You can bind provisioned instances only to GPU functions that belong to the Ada, Ada.2, Ada.3, Hopper, or Xpu.1 series.
Elastic instances
If you set the minimum number of instances for a function to 0, instances automatically scale based on the request volume and are released when there are no requests. This means you are billed based on usage and pay nothing when the function is not in use, which maximizes cost savings. The more frequent the business requests, the higher the resource utilization and the greater the cost savings compared to using elastic virtual machines.
Are there cold starts?
Yes. For latency-sensitive businesses, you can set the minimum number of instances to 1 or more to mitigate cold starts. This method pre-allocates elastic resources. When a request arrives, the instance is quickly activated to execute the request.
Billing (Pay-as-you-go)
The usage cost of a function is the sum of the fees for active elastic instances and shallow hibernation (formerly idle) elastic instances. If you set the minimum number of instances to 1 or more, you can enable the shallow hibernation mode. In the shallow hibernation state, vCPU usage is free, and GPU usage is billed at only 20% of the regular rate. This cost is much lower than that of active elastic instances.

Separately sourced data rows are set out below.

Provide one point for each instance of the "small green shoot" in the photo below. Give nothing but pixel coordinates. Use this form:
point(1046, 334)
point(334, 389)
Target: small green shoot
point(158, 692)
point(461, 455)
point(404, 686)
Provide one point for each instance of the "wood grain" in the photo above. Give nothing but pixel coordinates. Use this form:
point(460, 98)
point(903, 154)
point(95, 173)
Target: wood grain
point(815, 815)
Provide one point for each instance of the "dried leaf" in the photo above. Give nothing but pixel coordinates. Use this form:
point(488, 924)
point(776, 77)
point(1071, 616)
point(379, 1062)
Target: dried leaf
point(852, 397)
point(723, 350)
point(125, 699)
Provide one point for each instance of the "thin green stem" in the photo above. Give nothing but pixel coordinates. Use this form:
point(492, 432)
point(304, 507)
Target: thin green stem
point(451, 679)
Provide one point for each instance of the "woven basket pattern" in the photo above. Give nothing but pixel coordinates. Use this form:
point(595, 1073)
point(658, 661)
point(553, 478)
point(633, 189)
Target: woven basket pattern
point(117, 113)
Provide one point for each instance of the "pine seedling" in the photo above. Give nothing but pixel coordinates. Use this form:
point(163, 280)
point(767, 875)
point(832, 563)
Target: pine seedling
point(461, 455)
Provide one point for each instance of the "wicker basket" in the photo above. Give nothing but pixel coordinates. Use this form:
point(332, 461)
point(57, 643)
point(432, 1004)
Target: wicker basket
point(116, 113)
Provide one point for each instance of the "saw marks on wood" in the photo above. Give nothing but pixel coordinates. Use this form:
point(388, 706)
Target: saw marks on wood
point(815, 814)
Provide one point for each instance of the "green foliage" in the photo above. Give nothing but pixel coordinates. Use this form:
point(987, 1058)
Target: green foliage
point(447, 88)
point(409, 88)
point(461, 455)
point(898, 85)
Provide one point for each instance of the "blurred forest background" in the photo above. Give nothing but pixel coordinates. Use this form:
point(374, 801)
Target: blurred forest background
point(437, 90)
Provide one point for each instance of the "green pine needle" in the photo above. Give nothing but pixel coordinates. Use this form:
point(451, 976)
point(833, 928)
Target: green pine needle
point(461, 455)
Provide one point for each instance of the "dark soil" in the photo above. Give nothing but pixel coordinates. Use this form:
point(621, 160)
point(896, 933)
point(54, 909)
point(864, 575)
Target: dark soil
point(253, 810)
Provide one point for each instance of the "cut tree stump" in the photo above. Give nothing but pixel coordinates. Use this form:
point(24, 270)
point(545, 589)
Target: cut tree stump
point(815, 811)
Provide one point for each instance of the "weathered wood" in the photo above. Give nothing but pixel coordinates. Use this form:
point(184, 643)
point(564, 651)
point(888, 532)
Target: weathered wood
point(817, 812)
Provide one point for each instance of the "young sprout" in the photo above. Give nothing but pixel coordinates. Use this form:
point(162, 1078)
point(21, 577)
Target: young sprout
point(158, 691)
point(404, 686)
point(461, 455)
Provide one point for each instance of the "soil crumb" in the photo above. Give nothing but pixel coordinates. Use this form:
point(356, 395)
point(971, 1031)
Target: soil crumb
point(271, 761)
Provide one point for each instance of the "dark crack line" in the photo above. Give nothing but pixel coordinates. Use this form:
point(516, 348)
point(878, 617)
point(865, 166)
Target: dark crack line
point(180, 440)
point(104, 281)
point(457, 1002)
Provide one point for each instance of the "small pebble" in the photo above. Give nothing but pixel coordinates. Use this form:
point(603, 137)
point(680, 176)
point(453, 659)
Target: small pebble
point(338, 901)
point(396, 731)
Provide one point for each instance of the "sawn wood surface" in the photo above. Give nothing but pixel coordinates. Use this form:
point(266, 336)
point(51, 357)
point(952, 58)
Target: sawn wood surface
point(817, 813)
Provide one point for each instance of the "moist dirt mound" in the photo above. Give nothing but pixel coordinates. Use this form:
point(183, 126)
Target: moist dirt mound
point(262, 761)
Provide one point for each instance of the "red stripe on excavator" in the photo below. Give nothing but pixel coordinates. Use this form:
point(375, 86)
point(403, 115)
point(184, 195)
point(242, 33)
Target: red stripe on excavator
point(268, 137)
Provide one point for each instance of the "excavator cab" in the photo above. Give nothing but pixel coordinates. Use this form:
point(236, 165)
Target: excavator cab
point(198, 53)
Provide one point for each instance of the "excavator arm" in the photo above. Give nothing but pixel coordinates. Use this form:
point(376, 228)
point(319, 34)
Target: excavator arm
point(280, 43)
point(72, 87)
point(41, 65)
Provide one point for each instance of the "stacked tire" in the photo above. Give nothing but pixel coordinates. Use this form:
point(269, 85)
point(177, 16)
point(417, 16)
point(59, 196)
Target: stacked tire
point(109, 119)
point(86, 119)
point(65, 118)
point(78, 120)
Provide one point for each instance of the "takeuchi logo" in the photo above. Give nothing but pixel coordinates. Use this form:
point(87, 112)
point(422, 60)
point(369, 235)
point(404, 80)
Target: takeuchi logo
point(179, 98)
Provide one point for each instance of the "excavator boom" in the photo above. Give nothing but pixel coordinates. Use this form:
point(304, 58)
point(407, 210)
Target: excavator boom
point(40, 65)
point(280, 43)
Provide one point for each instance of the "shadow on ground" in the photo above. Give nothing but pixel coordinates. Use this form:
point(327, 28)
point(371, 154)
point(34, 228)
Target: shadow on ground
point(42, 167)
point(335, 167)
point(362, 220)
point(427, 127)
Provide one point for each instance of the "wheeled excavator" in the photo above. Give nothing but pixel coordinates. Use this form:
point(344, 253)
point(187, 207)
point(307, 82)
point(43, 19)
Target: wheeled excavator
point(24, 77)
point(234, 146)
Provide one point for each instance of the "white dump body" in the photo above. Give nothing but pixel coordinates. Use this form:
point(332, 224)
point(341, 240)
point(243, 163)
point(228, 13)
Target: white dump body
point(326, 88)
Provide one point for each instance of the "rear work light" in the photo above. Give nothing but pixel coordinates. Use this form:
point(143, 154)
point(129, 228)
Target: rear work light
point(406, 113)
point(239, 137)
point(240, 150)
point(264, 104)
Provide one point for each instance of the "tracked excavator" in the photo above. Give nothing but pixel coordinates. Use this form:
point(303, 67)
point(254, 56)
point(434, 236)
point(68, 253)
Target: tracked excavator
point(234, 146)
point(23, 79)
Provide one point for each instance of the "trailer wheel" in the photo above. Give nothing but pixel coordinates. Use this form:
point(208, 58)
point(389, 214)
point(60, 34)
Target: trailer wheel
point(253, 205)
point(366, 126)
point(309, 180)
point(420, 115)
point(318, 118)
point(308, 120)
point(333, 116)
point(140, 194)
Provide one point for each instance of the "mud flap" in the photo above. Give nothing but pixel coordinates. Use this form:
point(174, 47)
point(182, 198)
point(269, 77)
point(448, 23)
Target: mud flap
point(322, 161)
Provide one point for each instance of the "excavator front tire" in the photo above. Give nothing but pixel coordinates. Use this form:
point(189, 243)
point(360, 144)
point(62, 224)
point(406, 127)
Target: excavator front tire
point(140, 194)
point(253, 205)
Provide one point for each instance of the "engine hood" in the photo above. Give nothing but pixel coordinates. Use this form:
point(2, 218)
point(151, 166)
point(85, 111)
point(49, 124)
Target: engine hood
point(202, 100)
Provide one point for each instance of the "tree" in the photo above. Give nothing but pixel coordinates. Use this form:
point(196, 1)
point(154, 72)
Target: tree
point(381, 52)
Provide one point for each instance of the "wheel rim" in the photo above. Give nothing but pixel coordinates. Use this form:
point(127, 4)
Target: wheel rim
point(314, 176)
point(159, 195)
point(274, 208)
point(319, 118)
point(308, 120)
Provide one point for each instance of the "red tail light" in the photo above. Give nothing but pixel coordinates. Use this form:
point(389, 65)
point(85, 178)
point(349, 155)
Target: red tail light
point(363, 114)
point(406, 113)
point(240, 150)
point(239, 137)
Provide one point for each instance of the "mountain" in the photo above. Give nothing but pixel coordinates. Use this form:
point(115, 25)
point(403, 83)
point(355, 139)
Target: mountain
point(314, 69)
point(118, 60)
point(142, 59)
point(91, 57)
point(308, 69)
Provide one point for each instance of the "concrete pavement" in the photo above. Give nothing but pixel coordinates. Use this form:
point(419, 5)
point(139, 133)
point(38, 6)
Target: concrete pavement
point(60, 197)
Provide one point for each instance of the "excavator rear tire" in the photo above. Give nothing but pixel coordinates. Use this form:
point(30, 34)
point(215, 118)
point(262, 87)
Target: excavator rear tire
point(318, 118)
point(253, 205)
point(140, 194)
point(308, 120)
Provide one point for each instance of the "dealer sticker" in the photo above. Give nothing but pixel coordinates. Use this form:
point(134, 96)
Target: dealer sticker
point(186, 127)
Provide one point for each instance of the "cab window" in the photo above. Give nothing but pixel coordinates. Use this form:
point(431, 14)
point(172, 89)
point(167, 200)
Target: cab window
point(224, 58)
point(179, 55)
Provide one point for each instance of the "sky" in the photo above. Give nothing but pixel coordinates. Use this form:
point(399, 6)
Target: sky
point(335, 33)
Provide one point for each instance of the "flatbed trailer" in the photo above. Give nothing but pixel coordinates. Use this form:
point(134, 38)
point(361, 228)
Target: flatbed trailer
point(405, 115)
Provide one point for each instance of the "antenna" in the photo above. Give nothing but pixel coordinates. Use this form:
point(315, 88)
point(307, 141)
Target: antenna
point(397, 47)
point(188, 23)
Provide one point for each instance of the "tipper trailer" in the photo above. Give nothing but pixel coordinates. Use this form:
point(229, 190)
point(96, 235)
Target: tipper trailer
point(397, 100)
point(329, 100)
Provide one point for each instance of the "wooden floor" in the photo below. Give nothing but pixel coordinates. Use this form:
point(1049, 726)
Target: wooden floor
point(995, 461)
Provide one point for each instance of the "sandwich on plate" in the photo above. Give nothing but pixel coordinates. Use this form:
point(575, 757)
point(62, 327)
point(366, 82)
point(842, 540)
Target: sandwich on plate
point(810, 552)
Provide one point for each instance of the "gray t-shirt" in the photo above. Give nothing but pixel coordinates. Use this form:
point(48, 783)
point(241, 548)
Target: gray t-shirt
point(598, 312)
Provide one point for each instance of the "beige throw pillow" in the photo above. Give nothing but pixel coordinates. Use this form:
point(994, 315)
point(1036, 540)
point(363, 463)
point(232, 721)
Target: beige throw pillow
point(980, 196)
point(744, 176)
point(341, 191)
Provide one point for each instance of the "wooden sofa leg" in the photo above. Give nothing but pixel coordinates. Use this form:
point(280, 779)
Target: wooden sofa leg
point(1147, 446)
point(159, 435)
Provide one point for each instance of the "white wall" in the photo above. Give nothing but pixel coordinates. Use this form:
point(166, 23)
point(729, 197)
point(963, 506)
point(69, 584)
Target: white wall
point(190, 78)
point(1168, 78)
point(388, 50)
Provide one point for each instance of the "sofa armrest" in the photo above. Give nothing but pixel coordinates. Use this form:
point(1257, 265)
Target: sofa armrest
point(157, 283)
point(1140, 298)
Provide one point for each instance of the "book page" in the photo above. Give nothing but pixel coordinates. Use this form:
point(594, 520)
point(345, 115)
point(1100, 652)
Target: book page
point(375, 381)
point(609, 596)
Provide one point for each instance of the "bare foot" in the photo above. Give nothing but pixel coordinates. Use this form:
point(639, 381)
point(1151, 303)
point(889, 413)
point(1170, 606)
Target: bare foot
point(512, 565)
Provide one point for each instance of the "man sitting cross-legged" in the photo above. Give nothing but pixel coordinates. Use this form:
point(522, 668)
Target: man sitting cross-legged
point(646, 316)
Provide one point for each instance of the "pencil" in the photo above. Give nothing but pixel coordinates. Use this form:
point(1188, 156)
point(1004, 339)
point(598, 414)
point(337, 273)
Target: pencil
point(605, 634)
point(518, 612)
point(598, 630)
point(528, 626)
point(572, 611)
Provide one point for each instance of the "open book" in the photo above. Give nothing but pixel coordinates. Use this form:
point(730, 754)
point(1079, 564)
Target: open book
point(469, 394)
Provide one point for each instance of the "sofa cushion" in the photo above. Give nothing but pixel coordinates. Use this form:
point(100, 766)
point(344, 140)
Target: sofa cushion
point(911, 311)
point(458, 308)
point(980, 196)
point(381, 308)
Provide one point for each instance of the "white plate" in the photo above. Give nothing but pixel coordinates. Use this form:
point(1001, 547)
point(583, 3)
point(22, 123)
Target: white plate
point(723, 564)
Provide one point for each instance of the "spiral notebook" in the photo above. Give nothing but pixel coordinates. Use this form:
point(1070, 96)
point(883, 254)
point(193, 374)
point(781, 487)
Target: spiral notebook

For more information about the scenarios for active and shallow hibernation elastic instances, see Elastic instances.
Provisioned instances
This instance type applies only to GPU functions. You can purchase a provisioned resource pool in advance and then allocate a specific number and type of provisioned instances to a function from the resource pool. This method provides predictable and fixed usage costs and is suitable for scenarios with high resource utilization, strict latency requirements, or a need for stable costs.
Are there cold starts?
No. When you use provisioned instances, the maximum number of requests that a function can process simultaneously is determined by the following formula: = Number of allocated provisioned instances × Instance concurrency. Requests that exceed this limit are throttled. Requests within the limit receive a real-time response, which completely eliminates cold starts.
Billing (Subscription)
The function cost is the total subscription fee for all purchased provisioned resource pools.